U.S. says U.N. sanctions ‘will bite’ after North Korea threatens nuclear attack

Updated 10:05 PM EST, Thu March 7, 2013

Story highlights

NEW: U.S. Ambassador Rice: The sanctions will "bite hard"

NEW: China is "firmly committed" to peace on the Korean peninsula, ambassador to U.N. says

NEW: The resolution will clamp down on North Korea's officials, banks and cargo

Analysts say China is a key to determining whether the sanctions deter North Korea

(CNN) —  

The U.N. Security Council unanimously passed tougher sanctions against North Korea Thursday targeting the secretive nation’s nuclear program hours after Pyongyang threatened a possible “preemptive nuclear attack.”

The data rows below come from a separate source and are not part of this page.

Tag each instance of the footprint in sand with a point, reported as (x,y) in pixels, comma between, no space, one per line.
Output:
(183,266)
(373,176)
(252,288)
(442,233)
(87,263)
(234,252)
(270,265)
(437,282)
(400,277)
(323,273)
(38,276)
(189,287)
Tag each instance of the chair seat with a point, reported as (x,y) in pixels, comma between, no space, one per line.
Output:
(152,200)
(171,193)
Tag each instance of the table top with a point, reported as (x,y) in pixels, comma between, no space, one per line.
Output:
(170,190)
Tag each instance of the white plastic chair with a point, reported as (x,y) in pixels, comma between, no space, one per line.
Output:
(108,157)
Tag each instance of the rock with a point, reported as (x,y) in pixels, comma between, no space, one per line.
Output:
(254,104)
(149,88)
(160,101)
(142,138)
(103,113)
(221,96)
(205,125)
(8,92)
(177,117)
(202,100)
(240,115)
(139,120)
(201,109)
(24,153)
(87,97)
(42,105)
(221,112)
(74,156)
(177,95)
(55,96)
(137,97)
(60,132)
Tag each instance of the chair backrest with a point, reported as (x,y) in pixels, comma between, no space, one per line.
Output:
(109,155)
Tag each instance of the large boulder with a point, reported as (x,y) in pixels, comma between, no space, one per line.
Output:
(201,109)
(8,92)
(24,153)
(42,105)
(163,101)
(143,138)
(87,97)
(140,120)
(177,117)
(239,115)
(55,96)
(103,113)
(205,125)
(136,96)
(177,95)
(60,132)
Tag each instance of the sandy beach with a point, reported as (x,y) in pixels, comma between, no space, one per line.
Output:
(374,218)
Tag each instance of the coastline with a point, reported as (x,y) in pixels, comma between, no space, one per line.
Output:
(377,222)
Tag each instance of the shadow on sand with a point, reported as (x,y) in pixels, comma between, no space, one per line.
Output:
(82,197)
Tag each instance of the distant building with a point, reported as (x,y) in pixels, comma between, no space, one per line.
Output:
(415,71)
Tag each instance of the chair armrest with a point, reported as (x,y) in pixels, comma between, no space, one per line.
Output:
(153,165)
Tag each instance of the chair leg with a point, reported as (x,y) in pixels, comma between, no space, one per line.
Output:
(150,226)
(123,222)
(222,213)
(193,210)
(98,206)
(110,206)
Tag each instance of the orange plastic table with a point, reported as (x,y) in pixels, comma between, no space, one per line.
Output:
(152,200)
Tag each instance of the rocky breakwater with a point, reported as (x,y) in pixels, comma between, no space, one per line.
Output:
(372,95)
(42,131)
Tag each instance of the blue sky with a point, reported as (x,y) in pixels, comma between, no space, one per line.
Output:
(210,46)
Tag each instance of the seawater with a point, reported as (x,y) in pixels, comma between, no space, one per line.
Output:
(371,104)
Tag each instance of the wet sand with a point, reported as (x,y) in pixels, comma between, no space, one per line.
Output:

“These sanctions will bite, and bite hard,” U.S. Ambassador to the United Nations Susan Rice said after the vote.

China, North Korea’s key ally, could have used its veto power to block the sanctions. Instead, after weeks of negotiating, it signed on to the final draft.

“China is a country of principle,” China’s U.N. Ambassador Li Baodong said. “We are firmly committed to safeguarding peace and stability on the Korean peninsula.”

Leading up to the vote, Pyongyang ratcheted up its bellicose rhetoric.